Recently, one of our customers ran into replication out-of-sync issue. The root cause was one of the 2 OpenDJ replication servers was under stress. The data in the 4 OpenDJ directory servers (connected to the 2 replication servers) was about half a million entries.

Reinitialization for 500k+ records took too long. Customer could not wait. So I did a quick LDIF export (export-ldif) from a good directory server and imported into the out-of-sync directory server. That was much faster - around 5 mins.

After the incident, I continued to monitor the 4 directory servers replication status.

Total Entries in each OpenDJ 
+++++++++++++++++++++ : 551852 : 551853 : 551851 : 551853

Hmm... still 1-2 entries not catching up. But exactly which entries are not the same among the 4 directory servers? Which directory server should I trust as master now, if I decide to re-sync all 4 OpenDJ again?

I have no idea until I discussed my issue with my colleague. He was reading up on CA Directory just yesterday as he was installing CA SiteMinder (which uses CA Directory as the configuration store) for a customer of ours.

He told me there is a utility which I can use - ldifdelta.

Use the ldifdelta tool to calculate the change, or delta, between two LDIF files. The ldifdelta program is an offline directory synchronization tool based on the LDAP directory interchange format. You can use ldifdelta to fully or partially synchronize directories.

Bingo! Exactly what I need.


Tuesday, May 10, 2016

Software Support

Recently, we hit into a production issue and were not able to resolve by ourselves. Thus we raised a support ticket on behalf of our customers. The support engineer needed the core dump when the issue re-surfaced again. So, he suggested to use Process Explorer or Debug Diagnostic tool.

Sure, no problem. But he added: "... If you encounter problem on dump capture, can you please engage Microsoft to assist as both process explorer and debug diagnostic tool are provided by Microsoft to capture dump."

Oh well, you were the one who asked customer to use tools from Microsoft to help you with debugging. Now, if that suggested tool(s) has issue, we need to raise a separate ticket with Microsoft?

Few weeks ago, we raised another ticket to the same engineer. By the way, he is support engineer for Product A in this company. The ticket was about how to integrate Product A with Product B from the same company.

To our astonishment, he responded with the following:

"It seems like some configuration issue on Product B. I suggest you open a ticket with Product B to check the configuration. Beside, from Product A documentation that you pointed out, I didn't find the OAuth provider can be Product B (Facebook and Google are the OAuth Provider mentioned). Therefore, I'm not sure if this can be done with Product B. If you have any additional documentation or details on how to integrate Product A with Product B as OAuth Provider, please share with me."

Hello, who is the customer? If you are not sure, you jolly well walk over (or skype/email) to Product B support team and find out more from them. You asking customer to bridge the communication gap between your two support teams? This is embarrassing.

You better wake up!

Side note: Besides ForgeRock products, my team delivers IAMS products from other principles as well.

Wednesday, May 4, 2016

OpenAM & Facebook Business Manager

We know OpenAM supports OAuth 2.0/OpenID Connect authentication module. OpenAM provides a wizard for configuring common OAuth 2.0/OpenID Connect authentication providers, such as Facebook, Google, and Microsoft.

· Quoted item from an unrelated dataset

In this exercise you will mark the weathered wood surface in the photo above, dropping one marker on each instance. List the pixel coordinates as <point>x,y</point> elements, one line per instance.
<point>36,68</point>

In most use cases, for example Facebook, customers will go to Facebook Developers and create a new app for the company. 

The whole company will then use a common Facebook App ID.

Now, what if a company has multiple customer-facing websites? Each business unit owner would like to have their own Facebook Analytics for Apps to understand how people access their websites. 

This is where Facebook Business Manager comes in handy.


2 things to change:
1. Create 1 OAuth 2.0/OpenID Connect authentication module for each sub-account
2. Change FB Login icon on each website to authenticate with the approriate authentication module created in Step 1.